To accomplish this, we train a nearest-neighbors classifier on the GW distance matrix and evaluate its accuracy using 7-fold cross-validation:

[10]:
from sklearn.neighbors import KNeighborsClassifier
from sklearn.model_selection import StratifiedKFold, cross_val_score

cre_lines = numpy.array(metadata["line_name"])
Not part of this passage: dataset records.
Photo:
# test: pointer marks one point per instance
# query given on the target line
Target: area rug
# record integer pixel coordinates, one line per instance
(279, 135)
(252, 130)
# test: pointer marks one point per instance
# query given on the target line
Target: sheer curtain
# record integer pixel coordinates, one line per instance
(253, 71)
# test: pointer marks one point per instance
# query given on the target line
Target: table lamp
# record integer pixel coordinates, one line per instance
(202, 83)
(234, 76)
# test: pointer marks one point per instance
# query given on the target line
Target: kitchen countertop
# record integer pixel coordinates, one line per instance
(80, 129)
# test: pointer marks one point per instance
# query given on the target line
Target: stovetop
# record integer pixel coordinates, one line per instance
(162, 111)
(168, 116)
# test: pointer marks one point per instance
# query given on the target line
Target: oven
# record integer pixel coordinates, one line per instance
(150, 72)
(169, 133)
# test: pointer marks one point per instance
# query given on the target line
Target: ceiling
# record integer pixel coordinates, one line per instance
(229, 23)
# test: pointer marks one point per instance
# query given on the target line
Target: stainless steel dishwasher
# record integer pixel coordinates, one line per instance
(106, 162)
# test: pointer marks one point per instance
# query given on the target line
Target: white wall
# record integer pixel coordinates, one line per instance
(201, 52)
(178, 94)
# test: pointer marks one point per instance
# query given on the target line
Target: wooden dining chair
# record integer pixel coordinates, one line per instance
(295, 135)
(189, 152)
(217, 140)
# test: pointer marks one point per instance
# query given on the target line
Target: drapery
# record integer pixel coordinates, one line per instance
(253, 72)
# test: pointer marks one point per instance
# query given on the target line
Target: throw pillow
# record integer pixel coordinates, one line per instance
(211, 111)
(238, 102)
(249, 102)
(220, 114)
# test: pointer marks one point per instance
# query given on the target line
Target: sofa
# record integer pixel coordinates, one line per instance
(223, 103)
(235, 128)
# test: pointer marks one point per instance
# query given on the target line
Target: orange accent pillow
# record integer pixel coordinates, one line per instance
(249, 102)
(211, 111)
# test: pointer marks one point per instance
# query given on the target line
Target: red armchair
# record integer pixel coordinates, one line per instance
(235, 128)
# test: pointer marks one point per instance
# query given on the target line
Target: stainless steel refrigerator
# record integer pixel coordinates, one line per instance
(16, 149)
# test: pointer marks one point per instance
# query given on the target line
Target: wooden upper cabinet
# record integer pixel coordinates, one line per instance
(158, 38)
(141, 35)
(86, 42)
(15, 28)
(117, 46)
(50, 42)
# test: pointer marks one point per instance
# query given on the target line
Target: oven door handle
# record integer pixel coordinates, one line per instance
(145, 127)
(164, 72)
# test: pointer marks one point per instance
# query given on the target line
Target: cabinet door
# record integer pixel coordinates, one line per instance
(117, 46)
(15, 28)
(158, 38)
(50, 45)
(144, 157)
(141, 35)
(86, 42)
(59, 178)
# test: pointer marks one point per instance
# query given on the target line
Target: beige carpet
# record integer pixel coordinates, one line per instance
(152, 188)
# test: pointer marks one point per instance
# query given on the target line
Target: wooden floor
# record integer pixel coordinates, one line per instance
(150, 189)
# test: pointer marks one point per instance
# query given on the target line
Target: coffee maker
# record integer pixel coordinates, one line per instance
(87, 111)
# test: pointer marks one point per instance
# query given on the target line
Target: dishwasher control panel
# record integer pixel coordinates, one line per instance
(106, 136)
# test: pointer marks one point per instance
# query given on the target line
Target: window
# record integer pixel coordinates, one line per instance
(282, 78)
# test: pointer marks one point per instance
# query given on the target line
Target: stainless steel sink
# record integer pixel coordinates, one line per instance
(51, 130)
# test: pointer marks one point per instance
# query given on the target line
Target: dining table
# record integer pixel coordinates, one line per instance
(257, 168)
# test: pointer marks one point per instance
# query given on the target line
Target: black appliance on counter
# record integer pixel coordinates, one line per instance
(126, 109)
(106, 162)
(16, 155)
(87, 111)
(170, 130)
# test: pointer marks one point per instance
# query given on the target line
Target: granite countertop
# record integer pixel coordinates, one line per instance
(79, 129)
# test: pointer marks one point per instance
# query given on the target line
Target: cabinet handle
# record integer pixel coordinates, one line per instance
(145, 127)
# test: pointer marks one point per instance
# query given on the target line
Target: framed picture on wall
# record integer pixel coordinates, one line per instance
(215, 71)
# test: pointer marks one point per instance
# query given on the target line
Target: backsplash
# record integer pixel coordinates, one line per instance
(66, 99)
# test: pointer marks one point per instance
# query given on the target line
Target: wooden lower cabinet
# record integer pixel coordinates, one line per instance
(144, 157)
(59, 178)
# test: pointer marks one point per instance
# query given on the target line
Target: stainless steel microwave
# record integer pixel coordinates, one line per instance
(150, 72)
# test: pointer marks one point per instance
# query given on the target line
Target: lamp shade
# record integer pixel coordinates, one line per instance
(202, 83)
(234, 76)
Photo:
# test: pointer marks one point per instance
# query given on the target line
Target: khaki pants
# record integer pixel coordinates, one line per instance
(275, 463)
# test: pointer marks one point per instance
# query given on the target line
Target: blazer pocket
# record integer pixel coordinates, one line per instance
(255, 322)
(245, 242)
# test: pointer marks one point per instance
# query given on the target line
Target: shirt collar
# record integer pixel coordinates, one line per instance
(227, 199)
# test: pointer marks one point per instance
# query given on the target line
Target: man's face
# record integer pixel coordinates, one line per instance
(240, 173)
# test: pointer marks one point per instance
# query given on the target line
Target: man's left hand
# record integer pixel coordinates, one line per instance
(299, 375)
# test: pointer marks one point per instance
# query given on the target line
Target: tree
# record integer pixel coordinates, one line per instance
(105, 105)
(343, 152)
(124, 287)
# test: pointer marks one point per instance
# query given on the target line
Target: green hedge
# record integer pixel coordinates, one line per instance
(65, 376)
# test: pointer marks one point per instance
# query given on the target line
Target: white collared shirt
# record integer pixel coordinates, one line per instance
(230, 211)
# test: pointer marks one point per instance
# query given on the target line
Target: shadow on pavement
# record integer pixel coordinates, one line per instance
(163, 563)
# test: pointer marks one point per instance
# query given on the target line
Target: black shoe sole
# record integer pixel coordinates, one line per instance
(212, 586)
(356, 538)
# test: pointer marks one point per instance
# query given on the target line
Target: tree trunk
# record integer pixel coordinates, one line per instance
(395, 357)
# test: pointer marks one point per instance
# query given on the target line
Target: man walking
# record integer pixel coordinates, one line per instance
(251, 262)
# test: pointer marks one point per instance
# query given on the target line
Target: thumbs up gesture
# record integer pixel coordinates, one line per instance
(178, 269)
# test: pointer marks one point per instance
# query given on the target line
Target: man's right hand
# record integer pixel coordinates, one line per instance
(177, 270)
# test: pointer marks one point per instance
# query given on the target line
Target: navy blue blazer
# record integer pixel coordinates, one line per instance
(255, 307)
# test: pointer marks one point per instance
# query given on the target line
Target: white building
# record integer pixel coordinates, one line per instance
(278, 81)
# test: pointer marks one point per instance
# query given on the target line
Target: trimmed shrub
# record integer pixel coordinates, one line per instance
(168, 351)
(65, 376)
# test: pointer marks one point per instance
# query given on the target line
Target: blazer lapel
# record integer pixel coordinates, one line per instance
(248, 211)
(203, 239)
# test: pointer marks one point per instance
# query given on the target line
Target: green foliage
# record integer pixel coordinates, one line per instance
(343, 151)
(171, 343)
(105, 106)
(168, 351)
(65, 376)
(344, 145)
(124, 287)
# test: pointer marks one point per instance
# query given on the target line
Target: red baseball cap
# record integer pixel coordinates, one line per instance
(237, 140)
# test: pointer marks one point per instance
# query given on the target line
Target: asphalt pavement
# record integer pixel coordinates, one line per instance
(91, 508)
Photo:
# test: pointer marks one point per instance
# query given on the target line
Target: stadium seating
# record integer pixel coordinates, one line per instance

clf = KNeighborsClassifier(metric="precomputed", n_neighbors=10, weights="distance")
cv = StratifiedKFold(n_splits=7, shuffle=True)
accuracy = cross_val_score(clf, X=gw_dist, y=cre_lines,cv=cv)

numpy.mean(accuracy)
/opt/conda/lib/python3.10/site-packages/sklearn/model_selection/_split.py:684: UserWarning:

The least populated class in y has only 1 members, which is less than n_splits=7.

[10]:
0.2829963035442487

Similarly, we can compute the Matthews correlation coefficient of the classification, which appropriately weights the error arising from misclassifying elements of smaller classes:

[11]:
from sklearn.model_selection import cross_val_predict
from sklearn.metrics import matthews_corrcoef

cvp = cross_val_predict(clf, X=gw_dist, y=cre_lines, cv=cv)

print(matthews_corrcoef(cvp, cre_lines))
0.23180785506113458
/opt/conda/lib/python3.10/site-packages/sklearn/model_selection/_split.py:684: UserWarning:

The least populated class in y has only 1 members, which is less than n_splits=7.